Mainly, what’s going to serve you best are breathable layers, and no cotton next to the body to absorb sweat and chill you. My hands are not cold tolerant and I take care to keep them warm. Also, I throw off a lot of heat, so my eye protection must be anti fogging. My half-face mask has to allow me to breathe freely, and though I have good neoprene shoe covers, often just thick wool socks are enough.
With the protected “N” St. bike lane to open in November, there may be more bicycle commuters on the road over the winter. It’s never been much fun to jockey for position with cars on icy streets, so it will be a welcome winter amenity. The off-street trails are kept fairly free of snow (as long as it doesn’t snow over the weekend). We’ll have to wait and see with the on-street “N” St. bike path. I hope it doesn’t get turned into a snow storage lane, (like the wide sidewalk next to Pine Lake Road, for example) which can force bicycle commuters into traffic when it’s snowy, or to drag bikes over piles of snow.

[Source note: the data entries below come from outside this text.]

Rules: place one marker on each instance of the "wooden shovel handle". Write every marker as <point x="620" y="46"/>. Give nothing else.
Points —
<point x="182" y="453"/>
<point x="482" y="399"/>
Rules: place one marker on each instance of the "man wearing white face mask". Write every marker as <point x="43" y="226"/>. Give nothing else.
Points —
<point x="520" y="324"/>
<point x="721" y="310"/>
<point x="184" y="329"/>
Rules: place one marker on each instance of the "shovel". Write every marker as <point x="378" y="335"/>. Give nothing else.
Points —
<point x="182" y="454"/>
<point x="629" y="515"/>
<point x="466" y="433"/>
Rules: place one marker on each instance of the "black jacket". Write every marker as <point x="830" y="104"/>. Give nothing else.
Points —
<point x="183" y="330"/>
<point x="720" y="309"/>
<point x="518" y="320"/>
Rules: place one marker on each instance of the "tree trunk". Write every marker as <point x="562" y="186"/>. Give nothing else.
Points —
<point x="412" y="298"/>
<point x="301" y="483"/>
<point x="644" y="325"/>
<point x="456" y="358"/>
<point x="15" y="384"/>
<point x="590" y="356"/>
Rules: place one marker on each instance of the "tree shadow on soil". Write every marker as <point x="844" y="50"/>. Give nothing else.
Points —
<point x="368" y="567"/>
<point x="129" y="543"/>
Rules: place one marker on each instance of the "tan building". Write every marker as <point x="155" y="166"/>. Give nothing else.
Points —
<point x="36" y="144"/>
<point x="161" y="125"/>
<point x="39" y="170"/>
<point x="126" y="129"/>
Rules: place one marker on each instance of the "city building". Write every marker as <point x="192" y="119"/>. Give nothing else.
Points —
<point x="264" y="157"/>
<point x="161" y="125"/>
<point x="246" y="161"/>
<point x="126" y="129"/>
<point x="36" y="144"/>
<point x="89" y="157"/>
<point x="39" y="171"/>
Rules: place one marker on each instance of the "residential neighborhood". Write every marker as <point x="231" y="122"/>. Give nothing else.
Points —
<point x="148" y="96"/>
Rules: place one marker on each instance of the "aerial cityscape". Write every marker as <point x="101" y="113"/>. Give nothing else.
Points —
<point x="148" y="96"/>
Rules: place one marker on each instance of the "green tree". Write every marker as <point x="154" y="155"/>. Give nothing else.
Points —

With a mountain bike or studded tires, riding in snow doesn’t have to be a bad experience. To the contrary, it can be a lot of fun. Studded tires are meant for packed snow and ice and won’t help much with fluffier snow. Let some air out of your tires so you have better traction and allow plenty of time for stopping and turning. The only really bad experience I’ve had riding on ice was when I didn’t want to go back and get the mountain bike when I saw that it was icy. My commuter bike had bald tires and when I took a curb cut the bike didn’t want to change direction, so I went down onto the lip of the curb cut. In addition, braking with the rear tire rather than the front is recommended on slippery surfaces to maintain better control.
What are your winter commuting tips? Or, your biggest fears about winter commuting? It may be more doable, and more fun than you think. Getting out in the fresh air and if you’re lucky a little sunshine on your bike can make the winter a happier season.